魔術師団を取りまとめるのがこの男。フロイド・グリーンフィールドだ。リズが絡まなければ非常に優秀で将来有望。次期宮廷魔術師長と名高いだけの実力を誇るこの男までもがリズの手によって転移させられてきた。
魔族が召喚されたと同時に各地に散る彼らを呼び戻す為の連絡を入れていた。リズがいとも簡単に転移をするから忘れがちだが並みの魔術師ではこのような大量の人間と物資を一度に、それも遥か遠方から転移するとなると数十人の魔術師が何時間も時間をかけ魔力を貯めてから行う必要がある。
王都に残された魔術師達だけで呼び戻そうにも、結界の強化・補強に回す必要があった為に必要な人数も時間も確保できずにいた。それでも数人を転移の為に残してきたがもっと時間がかかっていただろう。
「がっはははは!!足元に魔法陣が浮かび上がったと思ったら!逃げる間もなかったぞ!!」
腕を組んで楽しそうに笑うのはエルグストン大将だ。困惑する部下をよそに豪快に笑うその姿を見て周囲はポカン顔になっている。直属の部下である伯母上は頭が痛いと言わんばかりだが。

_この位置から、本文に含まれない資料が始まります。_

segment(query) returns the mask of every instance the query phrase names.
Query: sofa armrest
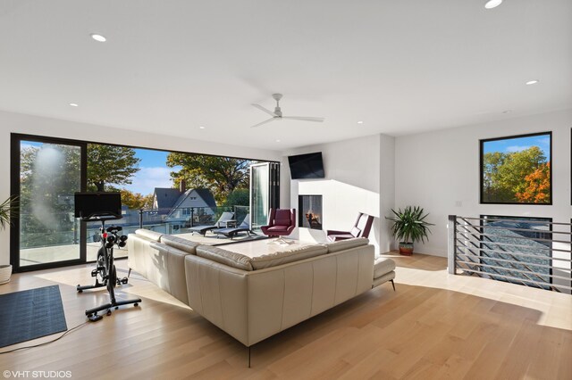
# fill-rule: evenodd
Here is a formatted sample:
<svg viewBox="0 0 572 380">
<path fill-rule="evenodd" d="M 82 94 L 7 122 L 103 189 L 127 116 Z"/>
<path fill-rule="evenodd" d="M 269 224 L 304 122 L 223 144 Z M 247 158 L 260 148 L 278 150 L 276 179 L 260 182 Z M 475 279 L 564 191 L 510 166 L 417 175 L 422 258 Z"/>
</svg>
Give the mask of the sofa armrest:
<svg viewBox="0 0 572 380">
<path fill-rule="evenodd" d="M 337 229 L 327 229 L 325 231 L 325 235 L 342 235 L 342 234 L 349 234 L 349 231 L 338 231 Z"/>
</svg>

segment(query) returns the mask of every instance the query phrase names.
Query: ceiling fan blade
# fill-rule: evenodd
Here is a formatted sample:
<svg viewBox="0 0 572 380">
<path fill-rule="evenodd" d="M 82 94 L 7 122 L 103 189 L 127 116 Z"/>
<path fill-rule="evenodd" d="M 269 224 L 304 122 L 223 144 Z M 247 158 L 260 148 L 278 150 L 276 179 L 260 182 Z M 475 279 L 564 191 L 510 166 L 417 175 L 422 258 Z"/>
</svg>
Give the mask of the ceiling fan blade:
<svg viewBox="0 0 572 380">
<path fill-rule="evenodd" d="M 325 118 L 312 118 L 307 116 L 283 116 L 282 119 L 288 119 L 290 120 L 302 120 L 302 121 L 315 121 L 318 123 L 324 122 Z"/>
<path fill-rule="evenodd" d="M 255 125 L 253 125 L 253 126 L 252 126 L 252 127 L 250 127 L 250 128 L 257 128 L 257 127 L 260 127 L 261 125 L 263 125 L 263 124 L 266 124 L 266 123 L 269 123 L 269 122 L 273 121 L 273 120 L 274 120 L 274 118 L 270 118 L 270 119 L 268 119 L 268 120 L 264 120 L 264 121 L 263 121 L 263 122 L 261 122 L 261 123 L 255 124 Z"/>
<path fill-rule="evenodd" d="M 262 111 L 263 112 L 266 112 L 271 116 L 278 116 L 277 114 L 275 114 L 274 112 L 273 112 L 270 110 L 265 109 L 265 107 L 263 107 L 260 104 L 252 104 L 253 107 L 257 107 L 258 110 Z"/>
</svg>

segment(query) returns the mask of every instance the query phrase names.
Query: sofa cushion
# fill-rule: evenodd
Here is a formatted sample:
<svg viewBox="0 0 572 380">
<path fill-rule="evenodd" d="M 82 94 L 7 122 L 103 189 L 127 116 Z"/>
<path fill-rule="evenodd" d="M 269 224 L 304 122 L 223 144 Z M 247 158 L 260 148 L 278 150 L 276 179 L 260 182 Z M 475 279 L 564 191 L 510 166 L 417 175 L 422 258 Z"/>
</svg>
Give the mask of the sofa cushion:
<svg viewBox="0 0 572 380">
<path fill-rule="evenodd" d="M 172 235 L 164 235 L 161 236 L 161 243 L 190 254 L 197 254 L 197 247 L 198 246 L 198 243 L 173 236 Z"/>
<path fill-rule="evenodd" d="M 156 242 L 158 242 L 161 239 L 161 236 L 163 236 L 163 234 L 151 231 L 150 229 L 145 229 L 145 228 L 138 229 L 137 231 L 135 231 L 135 234 L 139 235 L 139 236 L 147 237 L 147 239 L 153 240 Z"/>
<path fill-rule="evenodd" d="M 366 237 L 352 237 L 351 239 L 344 239 L 335 241 L 334 243 L 328 243 L 325 246 L 328 248 L 328 253 L 333 253 L 340 251 L 349 250 L 350 248 L 359 247 L 361 245 L 367 245 L 369 240 Z"/>
<path fill-rule="evenodd" d="M 231 252 L 222 248 L 210 245 L 199 245 L 197 247 L 197 256 L 228 265 L 242 270 L 252 270 L 250 258 L 240 253 Z"/>
<path fill-rule="evenodd" d="M 288 226 L 273 226 L 268 228 L 268 231 L 286 231 Z"/>
<path fill-rule="evenodd" d="M 374 278 L 381 277 L 383 275 L 395 270 L 395 261 L 390 258 L 378 257 L 374 263 Z"/>
<path fill-rule="evenodd" d="M 309 259 L 315 256 L 321 256 L 327 252 L 328 250 L 324 245 L 307 245 L 305 247 L 296 248 L 293 250 L 253 257 L 250 260 L 250 263 L 255 270 L 264 269 L 265 268 L 276 267 L 278 265 L 299 261 L 300 260 Z"/>
</svg>

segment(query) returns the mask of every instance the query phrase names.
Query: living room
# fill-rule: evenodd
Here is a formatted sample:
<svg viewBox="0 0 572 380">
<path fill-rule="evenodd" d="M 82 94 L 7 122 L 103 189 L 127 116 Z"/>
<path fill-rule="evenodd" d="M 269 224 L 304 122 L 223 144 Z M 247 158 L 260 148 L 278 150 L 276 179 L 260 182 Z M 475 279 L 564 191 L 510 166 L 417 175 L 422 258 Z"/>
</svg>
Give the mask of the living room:
<svg viewBox="0 0 572 380">
<path fill-rule="evenodd" d="M 75 289 L 92 282 L 93 263 L 14 273 L 0 293 L 58 285 L 69 334 L 1 354 L 1 369 L 74 378 L 569 378 L 568 288 L 453 276 L 447 261 L 450 215 L 550 219 L 551 254 L 568 252 L 561 267 L 548 260 L 550 276 L 570 276 L 569 2 L 163 3 L 0 5 L 0 198 L 13 194 L 13 134 L 277 161 L 280 208 L 299 212 L 299 195 L 322 196 L 321 228 L 298 226 L 286 239 L 323 244 L 327 230 L 348 231 L 359 213 L 370 215 L 367 246 L 395 262 L 395 292 L 385 281 L 369 286 L 250 346 L 127 260 L 115 261 L 121 277 L 133 269 L 116 292 L 142 302 L 97 322 L 86 323 L 84 310 L 107 293 Z M 251 128 L 269 117 L 251 104 L 274 110 L 277 92 L 281 118 L 325 120 Z M 483 202 L 487 142 L 534 134 L 550 137 L 549 202 Z M 318 152 L 324 178 L 291 179 L 288 157 Z M 433 225 L 411 257 L 397 252 L 386 219 L 407 206 L 423 207 Z M 0 229 L 0 264 L 13 264 L 11 240 L 11 228 Z M 538 349 L 518 355 L 517 346 Z"/>
</svg>

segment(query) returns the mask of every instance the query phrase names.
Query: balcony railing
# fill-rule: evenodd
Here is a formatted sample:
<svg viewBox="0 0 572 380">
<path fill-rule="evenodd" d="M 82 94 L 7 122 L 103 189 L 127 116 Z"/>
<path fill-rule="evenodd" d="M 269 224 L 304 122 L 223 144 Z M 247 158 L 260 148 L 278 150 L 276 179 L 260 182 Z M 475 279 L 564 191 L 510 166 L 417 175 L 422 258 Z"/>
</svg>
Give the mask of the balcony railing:
<svg viewBox="0 0 572 380">
<path fill-rule="evenodd" d="M 248 206 L 189 207 L 178 209 L 127 210 L 122 218 L 114 224 L 123 227 L 127 235 L 139 228 L 147 228 L 164 234 L 189 233 L 188 228 L 199 225 L 214 225 L 223 211 L 234 212 L 240 224 L 249 211 Z M 32 214 L 21 214 L 21 249 L 43 248 L 80 244 L 80 220 L 72 212 L 51 215 L 55 222 L 48 226 L 38 222 Z M 87 223 L 87 242 L 98 242 L 98 222 Z"/>
<path fill-rule="evenodd" d="M 449 273 L 572 293 L 570 223 L 449 216 Z"/>
</svg>

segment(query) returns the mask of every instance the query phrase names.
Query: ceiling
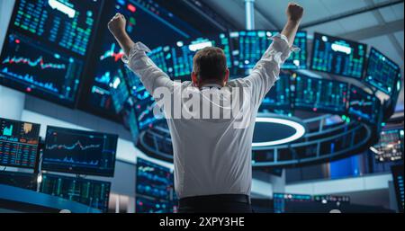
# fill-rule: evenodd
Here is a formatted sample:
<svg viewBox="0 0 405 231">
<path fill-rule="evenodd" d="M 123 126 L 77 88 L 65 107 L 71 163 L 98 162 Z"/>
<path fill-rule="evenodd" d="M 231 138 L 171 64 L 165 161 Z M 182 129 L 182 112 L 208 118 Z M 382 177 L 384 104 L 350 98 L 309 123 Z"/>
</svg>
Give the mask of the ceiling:
<svg viewBox="0 0 405 231">
<path fill-rule="evenodd" d="M 281 30 L 285 23 L 288 0 L 255 0 L 256 29 Z M 330 17 L 369 8 L 398 0 L 296 0 L 305 9 L 302 25 Z M 204 0 L 220 15 L 232 20 L 239 28 L 245 28 L 244 0 Z M 404 76 L 404 4 L 367 11 L 329 22 L 305 27 L 311 35 L 314 31 L 339 36 L 366 43 L 383 52 L 401 67 L 402 92 L 397 111 L 403 111 Z"/>
</svg>

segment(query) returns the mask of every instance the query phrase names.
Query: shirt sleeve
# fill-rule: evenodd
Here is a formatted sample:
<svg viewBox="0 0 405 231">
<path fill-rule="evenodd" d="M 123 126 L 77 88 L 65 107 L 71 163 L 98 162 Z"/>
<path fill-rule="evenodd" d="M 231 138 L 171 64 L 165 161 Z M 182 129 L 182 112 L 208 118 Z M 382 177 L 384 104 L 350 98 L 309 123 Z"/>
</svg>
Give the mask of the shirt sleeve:
<svg viewBox="0 0 405 231">
<path fill-rule="evenodd" d="M 278 80 L 281 66 L 292 51 L 298 51 L 295 46 L 290 47 L 288 39 L 283 34 L 271 38 L 273 43 L 253 68 L 250 76 L 245 78 L 251 88 L 252 100 L 259 106 L 266 94 Z"/>
<path fill-rule="evenodd" d="M 148 52 L 150 49 L 147 46 L 137 42 L 130 49 L 129 56 L 122 57 L 122 61 L 140 76 L 140 82 L 151 95 L 158 87 L 167 87 L 173 92 L 174 82 L 148 57 Z"/>
</svg>

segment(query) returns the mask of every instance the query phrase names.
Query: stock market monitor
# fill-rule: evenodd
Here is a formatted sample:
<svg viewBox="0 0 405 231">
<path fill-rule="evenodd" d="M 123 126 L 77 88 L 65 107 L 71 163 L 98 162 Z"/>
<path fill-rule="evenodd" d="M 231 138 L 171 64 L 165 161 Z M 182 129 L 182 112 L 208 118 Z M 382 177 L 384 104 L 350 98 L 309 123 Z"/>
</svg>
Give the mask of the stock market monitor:
<svg viewBox="0 0 405 231">
<path fill-rule="evenodd" d="M 405 204 L 405 191 L 404 185 L 404 176 L 403 176 L 403 164 L 394 165 L 392 167 L 392 179 L 395 187 L 395 194 L 397 198 L 398 210 L 403 213 L 404 204 Z"/>
<path fill-rule="evenodd" d="M 310 195 L 304 194 L 288 194 L 288 193 L 273 193 L 273 203 L 274 213 L 288 212 L 289 202 L 310 202 L 313 198 Z"/>
<path fill-rule="evenodd" d="M 37 176 L 28 173 L 0 171 L 0 184 L 37 191 Z"/>
<path fill-rule="evenodd" d="M 273 34 L 277 32 L 273 31 Z M 300 51 L 292 52 L 290 58 L 285 60 L 284 69 L 306 69 L 307 68 L 307 32 L 298 31 L 295 35 L 294 46 Z"/>
<path fill-rule="evenodd" d="M 141 131 L 152 128 L 161 118 L 155 116 L 153 111 L 157 107 L 155 99 L 140 83 L 140 77 L 133 72 L 128 71 L 128 84 L 130 89 L 130 101 L 129 110 L 133 111 L 138 129 L 134 131 Z M 131 112 L 132 113 L 132 112 Z"/>
<path fill-rule="evenodd" d="M 40 191 L 108 211 L 111 182 L 42 174 Z"/>
<path fill-rule="evenodd" d="M 400 90 L 400 84 L 397 86 L 400 75 L 400 66 L 374 48 L 371 49 L 364 79 L 366 83 L 391 95 Z"/>
<path fill-rule="evenodd" d="M 291 75 L 280 73 L 280 79 L 263 99 L 260 111 L 288 109 L 291 106 Z"/>
<path fill-rule="evenodd" d="M 190 75 L 193 71 L 193 58 L 198 50 L 207 47 L 222 49 L 227 57 L 227 66 L 231 67 L 230 40 L 226 34 L 220 33 L 213 37 L 177 41 L 176 46 L 171 48 L 171 54 L 167 54 L 171 57 L 173 64 L 173 73 L 169 72 L 169 76 L 174 79 L 180 78 L 180 80 L 190 81 Z"/>
<path fill-rule="evenodd" d="M 294 106 L 319 112 L 345 113 L 347 92 L 346 83 L 298 75 Z"/>
<path fill-rule="evenodd" d="M 127 19 L 126 29 L 129 35 L 154 50 L 162 45 L 162 40 L 157 36 L 157 31 L 165 36 L 165 42 L 167 44 L 175 44 L 178 40 L 187 40 L 200 34 L 154 0 L 106 1 L 104 9 L 104 15 L 106 19 L 112 18 L 117 12 L 122 13 Z M 86 93 L 88 95 L 81 108 L 101 116 L 116 118 L 115 115 L 122 110 L 128 99 L 130 86 L 122 81 L 128 77 L 122 61 L 123 50 L 107 27 L 102 29 L 100 40 L 94 46 L 97 55 L 95 67 L 90 75 L 92 79 L 87 87 L 89 90 Z M 159 66 L 158 63 L 158 65 Z"/>
<path fill-rule="evenodd" d="M 113 176 L 117 135 L 49 126 L 42 169 Z"/>
<path fill-rule="evenodd" d="M 35 168 L 40 124 L 0 118 L 0 165 Z"/>
<path fill-rule="evenodd" d="M 156 199 L 170 200 L 172 178 L 170 169 L 137 158 L 136 192 Z"/>
<path fill-rule="evenodd" d="M 348 113 L 359 121 L 376 124 L 380 114 L 380 100 L 362 88 L 350 86 Z"/>
<path fill-rule="evenodd" d="M 137 194 L 135 211 L 137 213 L 172 213 L 173 206 L 166 200 Z"/>
<path fill-rule="evenodd" d="M 270 31 L 242 31 L 230 33 L 232 47 L 233 75 L 247 76 L 260 60 L 263 54 L 270 46 L 271 37 L 279 33 Z M 305 69 L 307 68 L 307 33 L 298 31 L 294 45 L 300 48 L 299 52 L 292 52 L 284 62 L 282 68 Z"/>
<path fill-rule="evenodd" d="M 367 45 L 315 33 L 310 68 L 316 71 L 361 79 Z"/>
<path fill-rule="evenodd" d="M 370 150 L 378 162 L 403 160 L 403 129 L 382 131 L 380 140 Z"/>
<path fill-rule="evenodd" d="M 74 106 L 103 0 L 17 0 L 0 83 Z"/>
</svg>

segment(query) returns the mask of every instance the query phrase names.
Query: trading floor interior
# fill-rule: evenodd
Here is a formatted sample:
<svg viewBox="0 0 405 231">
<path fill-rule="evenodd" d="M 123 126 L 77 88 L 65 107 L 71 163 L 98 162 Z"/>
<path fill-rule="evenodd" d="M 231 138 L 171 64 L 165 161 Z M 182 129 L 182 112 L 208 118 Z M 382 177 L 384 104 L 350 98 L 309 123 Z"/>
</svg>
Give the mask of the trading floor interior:
<svg viewBox="0 0 405 231">
<path fill-rule="evenodd" d="M 305 9 L 259 109 L 252 206 L 264 213 L 403 213 L 404 1 L 297 0 Z M 0 213 L 173 213 L 173 147 L 107 28 L 172 79 L 224 49 L 250 73 L 287 0 L 0 0 Z M 280 134 L 274 134 L 277 130 Z"/>
</svg>

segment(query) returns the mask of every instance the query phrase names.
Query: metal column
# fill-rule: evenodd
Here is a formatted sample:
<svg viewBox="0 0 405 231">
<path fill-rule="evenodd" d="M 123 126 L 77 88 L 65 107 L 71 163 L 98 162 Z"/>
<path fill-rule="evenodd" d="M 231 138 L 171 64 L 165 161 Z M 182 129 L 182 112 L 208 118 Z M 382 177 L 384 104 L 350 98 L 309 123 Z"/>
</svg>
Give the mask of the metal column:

「―――して。我が国に仇名すからには相応の覚悟があっての事だろうな」
「「「―――ッ」」」
一変して鋭い眼光を宿したエルグストン大将は上空の魔族を敵と捉えた。獰猛なオーラを吹き出したその姿は最早どちらが魔族なのかも怪しい程。好戦的というより手を出して来たなら容赦しないというのが軍の中での彼の評価だ。平和的解決の道があるのなら武力一辺倒ではなくあらゆる道を模索する。それがエルグストン大将。
「はぁ。王都から連絡がきてすぐに部隊編成を行ったがそれ以降連絡は取れない上に何らかの妨害魔術を受けて転移もままならなかった。このエルグストン大将は走るか!など簡単に抜かして本当に走り出すし……。殴り飛ばして止めたが、裏切者共の捕縛に思いの外時間が取られてな。再度部隊の見直しを行っていたら急に魔法陣が現れて反応する間もなくコレだ。……裏切者の始末は私も手を貸す。同情の余地なく、一切の慈悲もくれてやらん」
「なぁに!そう気負うな。被害という被害は未だ出ていないのだろう?それも陛下や王太子殿下、リオネル殿下のご尽力の賜物。我らは我らの役目を果たすのみ。なぁ!そうだろう!?」
おぉ!!という野太い声が辺りに響く。大将直属部隊の屈強な軍人達を前に民達は驚きと僅かな希望を見出し顔の表情も緩みだした。
「エルグストン大将、ブリジット中将。そして総騎士団長に……宮廷魔術師フロイド・グリーンフィールド。そして何より……魔術師リズ。感謝する。状況は見ての通り最悪の一歩手前だ。なんとか持ちこたえた結界も、今は跡形もない。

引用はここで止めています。